The Hrant Dink assassination

Ulusalcilik provided the ideological context for last month’s
assassination of Armenian newspaper editor Hrant Dink; and the
lawsuit against Dink, brought under Article 301 by Kemal Kerincsiz,
head of the neo-nationalist Istanbul Lawyers Union, made him a likely
target of extremist violence. It appears the 17-year-old assassin,
Ogun Samast, was merely a member of a small gang of adolescents who
had gathered around a braggart with vague but strongly expressed
extremist and xenophobic views. Some believe this small, apparently
independent gang is representative of a new and nasty phenomenon.

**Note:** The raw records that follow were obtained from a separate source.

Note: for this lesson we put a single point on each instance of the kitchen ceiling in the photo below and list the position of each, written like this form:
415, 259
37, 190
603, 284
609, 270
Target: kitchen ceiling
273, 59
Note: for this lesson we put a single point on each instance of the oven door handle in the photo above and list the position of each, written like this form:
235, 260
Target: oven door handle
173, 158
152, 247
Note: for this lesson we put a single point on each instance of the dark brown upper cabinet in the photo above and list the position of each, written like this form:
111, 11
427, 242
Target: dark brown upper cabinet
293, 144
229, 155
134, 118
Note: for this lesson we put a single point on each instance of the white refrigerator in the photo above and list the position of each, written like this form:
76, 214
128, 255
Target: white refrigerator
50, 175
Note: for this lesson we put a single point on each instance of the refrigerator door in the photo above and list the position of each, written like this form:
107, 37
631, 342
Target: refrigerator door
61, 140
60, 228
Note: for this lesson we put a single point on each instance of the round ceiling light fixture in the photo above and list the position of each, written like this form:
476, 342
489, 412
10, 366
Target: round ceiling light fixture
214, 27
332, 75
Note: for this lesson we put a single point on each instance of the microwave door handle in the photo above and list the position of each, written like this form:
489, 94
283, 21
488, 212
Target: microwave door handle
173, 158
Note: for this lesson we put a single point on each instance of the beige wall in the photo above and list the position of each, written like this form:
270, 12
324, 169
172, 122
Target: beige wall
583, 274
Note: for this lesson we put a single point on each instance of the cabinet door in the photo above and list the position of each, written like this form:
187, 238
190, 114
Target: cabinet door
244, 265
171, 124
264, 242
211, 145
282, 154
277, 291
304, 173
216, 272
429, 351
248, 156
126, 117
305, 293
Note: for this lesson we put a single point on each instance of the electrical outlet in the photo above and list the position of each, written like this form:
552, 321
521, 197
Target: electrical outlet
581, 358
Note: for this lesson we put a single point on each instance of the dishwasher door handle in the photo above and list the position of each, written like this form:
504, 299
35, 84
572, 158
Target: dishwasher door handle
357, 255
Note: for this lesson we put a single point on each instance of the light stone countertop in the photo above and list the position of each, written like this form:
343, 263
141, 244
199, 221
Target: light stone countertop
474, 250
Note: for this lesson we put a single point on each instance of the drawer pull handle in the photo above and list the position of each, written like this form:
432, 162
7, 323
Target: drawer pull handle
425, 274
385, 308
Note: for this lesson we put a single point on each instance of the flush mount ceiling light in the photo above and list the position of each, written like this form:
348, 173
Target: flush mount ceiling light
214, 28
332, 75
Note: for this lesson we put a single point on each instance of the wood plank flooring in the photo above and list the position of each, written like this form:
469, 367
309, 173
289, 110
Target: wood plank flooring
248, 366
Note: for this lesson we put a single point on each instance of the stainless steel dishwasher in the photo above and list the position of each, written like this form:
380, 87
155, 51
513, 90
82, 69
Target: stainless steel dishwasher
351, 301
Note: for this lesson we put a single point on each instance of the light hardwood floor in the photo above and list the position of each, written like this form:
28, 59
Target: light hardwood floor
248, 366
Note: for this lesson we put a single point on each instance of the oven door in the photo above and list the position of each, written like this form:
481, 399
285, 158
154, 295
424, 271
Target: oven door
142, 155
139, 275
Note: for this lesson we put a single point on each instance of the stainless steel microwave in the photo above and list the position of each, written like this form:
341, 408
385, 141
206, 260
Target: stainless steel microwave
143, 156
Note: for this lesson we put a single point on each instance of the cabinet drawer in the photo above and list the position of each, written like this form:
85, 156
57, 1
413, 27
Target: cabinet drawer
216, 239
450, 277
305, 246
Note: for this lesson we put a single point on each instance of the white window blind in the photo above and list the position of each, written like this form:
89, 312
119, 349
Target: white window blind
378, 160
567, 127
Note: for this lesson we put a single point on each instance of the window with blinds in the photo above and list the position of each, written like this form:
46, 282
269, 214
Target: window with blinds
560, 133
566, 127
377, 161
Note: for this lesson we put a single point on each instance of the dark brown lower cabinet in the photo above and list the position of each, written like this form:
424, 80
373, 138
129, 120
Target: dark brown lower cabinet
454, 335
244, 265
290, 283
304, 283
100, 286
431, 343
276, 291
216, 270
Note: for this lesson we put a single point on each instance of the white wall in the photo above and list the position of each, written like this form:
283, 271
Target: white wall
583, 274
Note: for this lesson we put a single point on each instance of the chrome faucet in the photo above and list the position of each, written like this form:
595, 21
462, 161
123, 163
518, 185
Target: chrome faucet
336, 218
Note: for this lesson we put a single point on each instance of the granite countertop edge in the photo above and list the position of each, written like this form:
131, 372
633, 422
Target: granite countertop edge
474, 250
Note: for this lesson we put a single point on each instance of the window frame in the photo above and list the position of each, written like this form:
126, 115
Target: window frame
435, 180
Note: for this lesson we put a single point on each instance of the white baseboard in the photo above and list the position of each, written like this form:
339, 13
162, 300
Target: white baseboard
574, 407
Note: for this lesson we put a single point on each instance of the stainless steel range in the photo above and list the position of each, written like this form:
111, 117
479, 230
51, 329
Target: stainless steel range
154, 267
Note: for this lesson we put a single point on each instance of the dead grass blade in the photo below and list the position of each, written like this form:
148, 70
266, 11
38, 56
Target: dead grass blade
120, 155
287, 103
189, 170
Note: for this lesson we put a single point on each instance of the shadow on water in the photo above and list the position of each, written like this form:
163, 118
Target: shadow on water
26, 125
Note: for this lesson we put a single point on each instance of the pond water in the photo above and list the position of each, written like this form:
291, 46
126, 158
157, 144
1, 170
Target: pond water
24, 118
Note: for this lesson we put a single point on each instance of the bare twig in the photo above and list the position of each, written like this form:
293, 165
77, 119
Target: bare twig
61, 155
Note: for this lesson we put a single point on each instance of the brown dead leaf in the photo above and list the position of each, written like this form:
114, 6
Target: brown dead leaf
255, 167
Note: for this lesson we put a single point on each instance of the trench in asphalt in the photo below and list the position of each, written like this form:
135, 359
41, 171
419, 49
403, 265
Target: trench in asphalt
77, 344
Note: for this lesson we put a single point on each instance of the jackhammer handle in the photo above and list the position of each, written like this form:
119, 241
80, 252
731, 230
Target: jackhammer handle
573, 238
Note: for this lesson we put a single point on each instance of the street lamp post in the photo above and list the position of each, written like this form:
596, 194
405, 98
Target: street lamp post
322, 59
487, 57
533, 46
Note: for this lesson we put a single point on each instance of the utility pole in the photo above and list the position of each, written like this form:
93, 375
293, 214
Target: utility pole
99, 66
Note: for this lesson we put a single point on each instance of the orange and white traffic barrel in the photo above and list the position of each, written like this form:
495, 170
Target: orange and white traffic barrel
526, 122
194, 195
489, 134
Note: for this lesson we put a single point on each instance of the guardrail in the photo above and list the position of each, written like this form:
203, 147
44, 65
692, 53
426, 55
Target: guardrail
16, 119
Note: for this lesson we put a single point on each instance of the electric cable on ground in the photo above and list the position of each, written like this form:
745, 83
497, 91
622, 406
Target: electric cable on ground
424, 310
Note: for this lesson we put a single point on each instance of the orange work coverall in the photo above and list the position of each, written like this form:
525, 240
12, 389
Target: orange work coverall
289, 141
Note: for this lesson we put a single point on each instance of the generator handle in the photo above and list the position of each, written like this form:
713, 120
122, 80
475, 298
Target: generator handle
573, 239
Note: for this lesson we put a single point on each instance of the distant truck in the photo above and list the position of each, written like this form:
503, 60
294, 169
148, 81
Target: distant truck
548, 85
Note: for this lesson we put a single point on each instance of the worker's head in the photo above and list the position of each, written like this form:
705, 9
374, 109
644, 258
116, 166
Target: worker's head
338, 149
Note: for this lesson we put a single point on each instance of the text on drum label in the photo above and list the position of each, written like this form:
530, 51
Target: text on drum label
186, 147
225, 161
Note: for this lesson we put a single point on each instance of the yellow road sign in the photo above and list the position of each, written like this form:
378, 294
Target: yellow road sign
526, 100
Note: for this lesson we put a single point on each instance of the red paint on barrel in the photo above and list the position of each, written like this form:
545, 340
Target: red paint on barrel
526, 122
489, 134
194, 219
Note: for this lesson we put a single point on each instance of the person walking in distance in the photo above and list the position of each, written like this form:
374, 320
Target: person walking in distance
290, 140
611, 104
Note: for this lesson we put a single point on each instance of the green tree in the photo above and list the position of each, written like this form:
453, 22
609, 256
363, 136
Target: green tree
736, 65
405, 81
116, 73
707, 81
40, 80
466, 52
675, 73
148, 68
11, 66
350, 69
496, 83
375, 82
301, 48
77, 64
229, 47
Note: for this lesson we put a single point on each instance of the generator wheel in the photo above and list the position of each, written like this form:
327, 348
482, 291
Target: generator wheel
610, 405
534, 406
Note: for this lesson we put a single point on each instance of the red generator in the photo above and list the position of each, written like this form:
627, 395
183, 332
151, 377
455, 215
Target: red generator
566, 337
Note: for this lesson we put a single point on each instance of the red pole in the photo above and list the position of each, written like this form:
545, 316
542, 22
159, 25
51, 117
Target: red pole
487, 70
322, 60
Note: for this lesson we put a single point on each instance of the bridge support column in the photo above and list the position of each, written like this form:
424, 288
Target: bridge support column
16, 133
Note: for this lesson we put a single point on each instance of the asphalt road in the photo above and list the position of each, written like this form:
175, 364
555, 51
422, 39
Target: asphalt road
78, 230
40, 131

They call themselves, nationalist, ulusalci or anti-imperialist, find
their like-minded friends through the Internet, and select their
targets. These people are horizontally organized, loosely connected
and more secretive than the traditional terror groups. Dink received
death threats from notorious neo-nationalist bullies, like retired
Col. Veli Kucuk, who allegedly is the leader of these ulusalci
mafia-rings, but there is no evidence that links these unsavory
elements to his murder.

Nationalist and ulusalci commentators have engaged in a shameless
campaign to gain propaganda capital from this heinous crime. Various
columnists have hinted darkly at the involvement of Western
intelligence services. Several saw the motivation for the
assassination in the likelihood that it would smooth the passage of
the Armenian "genocide" resolution through the U.S. Congress, and
Tercuman newspaper actually claimed that Samast was an ethnic
Armenian! Inevitably, some, including senior spokesmen of the
Nationalist Movement Party (MHP), explicitly blamed the CIA, Mossad,
or both. Meanwhile, a neo-nationalist columnist with an established
reputation for uncovering elaborate conspiracies on the basis of
minimal evidence linked the location of Samast’s gang in his native
Trabzon to a certain "U.S. Black Sea project." This project, the
author alleged, is intended to project American influence in areas
east of Turkey and involves, as a key element, securing Trabzon as an
American base. Of the leading ulusalcilar, only the man most
responsible for this dreadful affair, Kerincsiz, showed any
contrition, condemning, in a public statement shortly after the
crime, the use of violence to achieve political ends. Ulusalci
bellwether Turk Solu, however, in its editorial written by Gokce
Firat, placed the conspiracy closer to home, describing Dink’s
assassination as a propaganda ploy by Turkey’s "Kurdish-Islamist
fascist dictatorship" to maintain themselves in power. Firat,
demonstrating the ability to harbor two contradictory opinions at the
same time, is also cheered by the assassination. "Turkey has lost an
enemy!" he advised his readers, with evident happiness.